「野党統一候補であるならば、ぜひ出させていただきたい」――。俳優の石田純一さん(62)が2016年7月8日、東京都内で会見を開き、条件付きで都知事選(14日告示、31日投開票)へ出馬する意向を示した。
14時半すぎ、石田さんは支持団体の男性とともに会見に臨んだ。濃いグレーのスーツに黒い細身のネクタイ、足元は「素足にローファー」というおなじみのスタイルだ。
都知事選で「政党からの出馬要請はない」
冒頭で「市民連合の方から要請があり、意見交換をしてきた」と明かすと、「野党統一候補であるならば、ぜひ出させていただきたい」と明言。「今は与党が非常に強い。野党が結集しないと、思いを力に変換できていけない」と野党4党で統一候補を立てる必要性を訴えた。
ただ、石田さんは必ずしも「自分が出たい」という思いはないようで、
「もし野党が統一候補を出せずに分散して出るということであれば、私は降りて市民の側と寄り添って応援させていただきたい。少しでも力を結集したほうがいいと考えている」
と話す。現状、政党からの出馬要請もないといい、石田さんが統一候補となる可能性については「10%かそれ以下ではないか」とも自己分析した。
都政では「安心して子供を産め、老後も不安なく過ごせる社会をもう少し具体的に実現していきたい」という。
重視するのは、子育て支援。「日本の中でも東京は出生率が一番低い。結婚しにくい、子どもも産みにくい、育てにくい。これでは希望を持てない。特に東京は世界に誇れる都市なのに、そこが充実していない」と力説した。
また、都知事選では憲法改正も争点にする方針のようで、
「僕が市民目線で言えるのは、憲法のどういうところを変えていくのか、どういう日本に変えていくのかが全く論議されていないということ。都知事選ではそういうことも含める」
と主張した。
政治経験なしでも「新しい風が吹いてもいいのでは」
石田さんは「スーパーJチャンネル」(テレビ朝日系)のキャスターを務めたこともあり、政治や社会問題への関心が深い。

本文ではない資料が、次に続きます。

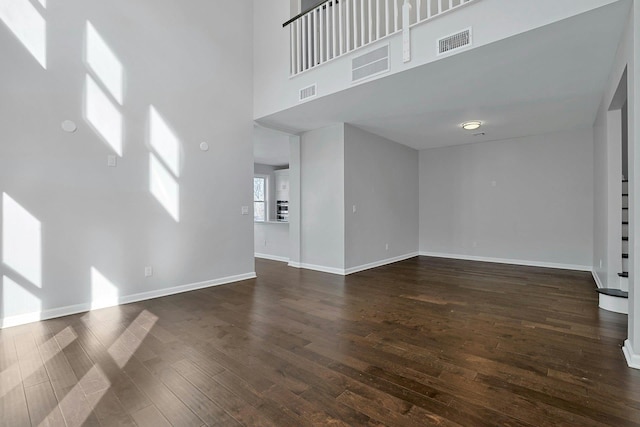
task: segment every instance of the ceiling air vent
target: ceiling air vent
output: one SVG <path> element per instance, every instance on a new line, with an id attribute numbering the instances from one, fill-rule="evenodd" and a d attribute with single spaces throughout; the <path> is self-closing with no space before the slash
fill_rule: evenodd
<path id="1" fill-rule="evenodd" d="M 471 45 L 471 28 L 438 40 L 438 55 Z"/>
<path id="2" fill-rule="evenodd" d="M 351 60 L 351 82 L 389 71 L 389 45 L 386 44 Z"/>
<path id="3" fill-rule="evenodd" d="M 303 87 L 300 89 L 300 101 L 305 101 L 309 98 L 313 98 L 318 94 L 318 85 L 312 84 L 311 86 Z"/>

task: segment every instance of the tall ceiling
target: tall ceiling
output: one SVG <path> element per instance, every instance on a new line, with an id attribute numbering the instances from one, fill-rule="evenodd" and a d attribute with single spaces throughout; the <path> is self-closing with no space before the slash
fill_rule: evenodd
<path id="1" fill-rule="evenodd" d="M 260 122 L 292 133 L 351 123 L 416 149 L 589 127 L 628 12 L 628 3 L 612 3 Z M 484 125 L 461 130 L 468 120 Z"/>

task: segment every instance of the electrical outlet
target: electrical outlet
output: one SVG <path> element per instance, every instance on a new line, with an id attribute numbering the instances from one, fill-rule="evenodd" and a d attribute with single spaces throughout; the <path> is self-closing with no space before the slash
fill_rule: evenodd
<path id="1" fill-rule="evenodd" d="M 107 166 L 110 168 L 115 168 L 118 166 L 118 158 L 115 154 L 109 154 L 107 156 Z"/>
<path id="2" fill-rule="evenodd" d="M 389 244 L 388 243 L 386 245 L 384 245 L 384 249 L 387 250 L 387 251 L 389 250 Z"/>
<path id="3" fill-rule="evenodd" d="M 357 210 L 356 205 L 353 205 L 353 213 L 356 213 Z"/>
<path id="4" fill-rule="evenodd" d="M 153 267 L 151 266 L 147 266 L 144 268 L 144 277 L 151 277 L 153 276 Z"/>
<path id="5" fill-rule="evenodd" d="M 267 241 L 266 240 L 264 241 L 264 245 L 267 246 Z"/>
<path id="6" fill-rule="evenodd" d="M 242 215 L 249 215 L 249 206 L 243 206 L 240 209 L 240 212 L 242 213 Z"/>
<path id="7" fill-rule="evenodd" d="M 602 268 L 602 260 L 600 260 L 600 268 Z"/>

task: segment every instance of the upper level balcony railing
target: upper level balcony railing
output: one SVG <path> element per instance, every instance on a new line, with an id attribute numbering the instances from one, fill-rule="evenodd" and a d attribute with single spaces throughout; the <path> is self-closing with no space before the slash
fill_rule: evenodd
<path id="1" fill-rule="evenodd" d="M 283 24 L 290 31 L 291 76 L 473 1 L 325 0 Z"/>

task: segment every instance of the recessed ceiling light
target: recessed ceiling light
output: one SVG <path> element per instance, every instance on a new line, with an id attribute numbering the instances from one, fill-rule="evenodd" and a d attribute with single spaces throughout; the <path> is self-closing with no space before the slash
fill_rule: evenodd
<path id="1" fill-rule="evenodd" d="M 463 123 L 462 124 L 462 129 L 464 129 L 464 130 L 476 130 L 480 126 L 482 126 L 482 122 L 478 121 L 478 120 L 474 120 L 474 121 L 471 121 L 471 122 Z"/>

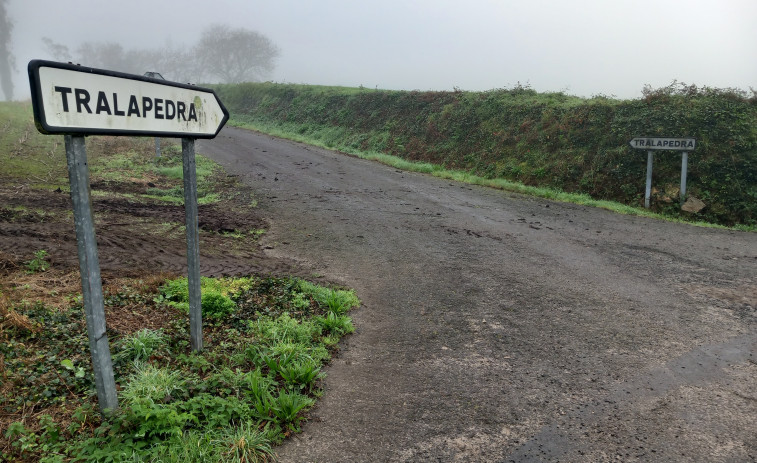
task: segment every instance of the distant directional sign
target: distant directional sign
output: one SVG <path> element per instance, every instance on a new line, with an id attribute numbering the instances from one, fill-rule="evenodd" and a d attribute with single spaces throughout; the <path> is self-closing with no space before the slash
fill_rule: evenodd
<path id="1" fill-rule="evenodd" d="M 631 148 L 640 150 L 693 151 L 697 142 L 694 138 L 637 137 L 630 144 Z"/>
<path id="2" fill-rule="evenodd" d="M 681 153 L 681 204 L 686 198 L 686 171 L 689 164 L 689 151 L 694 151 L 697 141 L 694 138 L 636 137 L 629 142 L 631 148 L 647 151 L 647 186 L 644 190 L 644 207 L 649 209 L 652 196 L 652 164 L 654 150 L 682 151 Z"/>
<path id="3" fill-rule="evenodd" d="M 206 88 L 43 60 L 28 71 L 45 134 L 213 138 L 229 119 Z"/>

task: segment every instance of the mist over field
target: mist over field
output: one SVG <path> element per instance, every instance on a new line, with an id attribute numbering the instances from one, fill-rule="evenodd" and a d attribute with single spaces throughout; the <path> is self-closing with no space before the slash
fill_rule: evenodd
<path id="1" fill-rule="evenodd" d="M 674 80 L 743 90 L 757 86 L 752 59 L 757 30 L 751 25 L 757 3 L 751 0 L 74 0 L 65 6 L 55 0 L 2 0 L 0 5 L 5 13 L 0 45 L 8 45 L 0 46 L 0 74 L 3 65 L 12 69 L 12 96 L 18 99 L 28 98 L 26 64 L 35 58 L 87 58 L 92 62 L 82 65 L 118 66 L 118 61 L 90 58 L 152 55 L 152 61 L 132 59 L 132 64 L 157 63 L 161 69 L 128 71 L 202 83 L 233 80 L 229 70 L 214 75 L 219 66 L 210 58 L 229 64 L 254 51 L 229 54 L 206 40 L 206 51 L 217 53 L 199 59 L 196 47 L 213 26 L 259 34 L 277 51 L 263 72 L 242 74 L 248 80 L 401 90 L 521 85 L 618 98 L 638 98 L 645 85 L 658 88 Z"/>

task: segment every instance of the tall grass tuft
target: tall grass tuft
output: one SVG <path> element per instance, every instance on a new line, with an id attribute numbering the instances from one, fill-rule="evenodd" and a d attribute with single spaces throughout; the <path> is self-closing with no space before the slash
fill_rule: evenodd
<path id="1" fill-rule="evenodd" d="M 165 336 L 161 330 L 144 328 L 117 342 L 113 357 L 116 361 L 145 361 L 164 345 Z"/>
<path id="2" fill-rule="evenodd" d="M 121 390 L 121 398 L 127 404 L 142 399 L 163 402 L 170 398 L 174 391 L 181 390 L 185 383 L 186 377 L 179 370 L 138 362 L 134 364 L 134 373 Z"/>

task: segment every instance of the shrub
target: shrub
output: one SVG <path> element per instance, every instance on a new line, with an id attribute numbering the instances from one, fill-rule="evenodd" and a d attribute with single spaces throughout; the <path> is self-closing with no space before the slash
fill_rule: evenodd
<path id="1" fill-rule="evenodd" d="M 115 361 L 139 362 L 147 360 L 165 345 L 165 337 L 160 330 L 141 329 L 116 343 L 120 349 L 113 356 Z"/>
<path id="2" fill-rule="evenodd" d="M 321 325 L 324 330 L 336 335 L 349 334 L 355 331 L 350 317 L 337 315 L 334 312 L 329 312 L 325 317 L 316 317 L 315 322 Z"/>
<path id="3" fill-rule="evenodd" d="M 303 293 L 310 295 L 319 305 L 338 315 L 360 305 L 354 291 L 330 289 L 305 280 L 300 280 L 299 286 Z"/>
<path id="4" fill-rule="evenodd" d="M 199 394 L 178 403 L 177 408 L 196 419 L 199 426 L 218 429 L 251 417 L 250 407 L 236 397 Z"/>
<path id="5" fill-rule="evenodd" d="M 171 400 L 174 391 L 183 388 L 187 379 L 179 370 L 168 370 L 150 364 L 135 363 L 134 373 L 121 390 L 121 397 L 129 403 L 142 399 L 152 402 Z"/>
<path id="6" fill-rule="evenodd" d="M 275 319 L 261 317 L 251 324 L 255 335 L 269 344 L 293 342 L 311 343 L 321 334 L 320 326 L 311 321 L 298 321 L 283 314 Z"/>
<path id="7" fill-rule="evenodd" d="M 200 279 L 200 304 L 202 314 L 210 318 L 223 318 L 236 310 L 236 303 L 228 296 L 229 293 L 249 284 L 250 279 L 214 279 L 202 277 Z M 186 277 L 167 281 L 160 287 L 159 301 L 166 301 L 170 305 L 189 311 L 189 281 Z"/>
<path id="8" fill-rule="evenodd" d="M 50 268 L 50 262 L 47 261 L 47 251 L 40 249 L 34 253 L 34 259 L 26 263 L 26 273 L 44 272 Z"/>
<path id="9" fill-rule="evenodd" d="M 265 463 L 274 461 L 271 442 L 264 432 L 249 423 L 225 428 L 213 439 L 219 446 L 223 461 L 231 463 Z"/>
<path id="10" fill-rule="evenodd" d="M 299 392 L 281 392 L 276 399 L 274 413 L 290 429 L 298 431 L 302 417 L 300 411 L 313 405 L 315 401 Z"/>
<path id="11" fill-rule="evenodd" d="M 323 377 L 320 365 L 312 359 L 289 362 L 279 368 L 279 374 L 288 385 L 300 389 L 312 388 L 315 380 Z"/>
<path id="12" fill-rule="evenodd" d="M 237 305 L 221 293 L 206 292 L 202 294 L 202 315 L 222 318 L 234 312 Z"/>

政治経験、行政経験がないことについては「非常に批判的に思われるところだとは思う」としつつ、元大阪府知事である橋下徹氏(47)の名前を挙げ、「府知事になられた時には政治経験がなかったが、非常に政治的能力の高い方だった」と指摘。その上で
「政治のプロがやったからすべてOKというわけではない。新しい風が吹いてもいいのではないかと思う」
と話した。
石田さんの出馬意向表明はインターネット上でも話題になっているが、反応は必ずしも芳しくない。
「氏が唱えてる事は都政じゃなくて国政では?」
「奥さん反対しとるんやろ??やめとけ」
「『石田純一にやらせるくらいだったら、俺が都知事になった方がまだしもだろ』と思っている男性が、都民の中に何万人いるのだろうか」
といった意見が上がるほか、野党統一候補の条件付きで出馬という提示の仕方に、「何様?」という書き込みも増えている。
報道陣からは、芸能人としての仕事への影響についても質問が飛んだ。現在、CM契約やテレビ出演などの問題はほぼ解決済みだという。
実際、2015年9月には安保関連法案に反対するデモに参加して注目を集めたが、実はこれにより「注意を受けたり、仕事も減ったりした」という。
一方で、プロゴルファーで妻の東尾理子さん(40)は、今も出馬を反対している。記者から改めて尋ねられると「そうなんですよね」と苦笑いし、「心配で、不安で、反対です」と言われたことを明かした。ただ、離婚危機について問われると「それはないと思うんですけど」と笑った。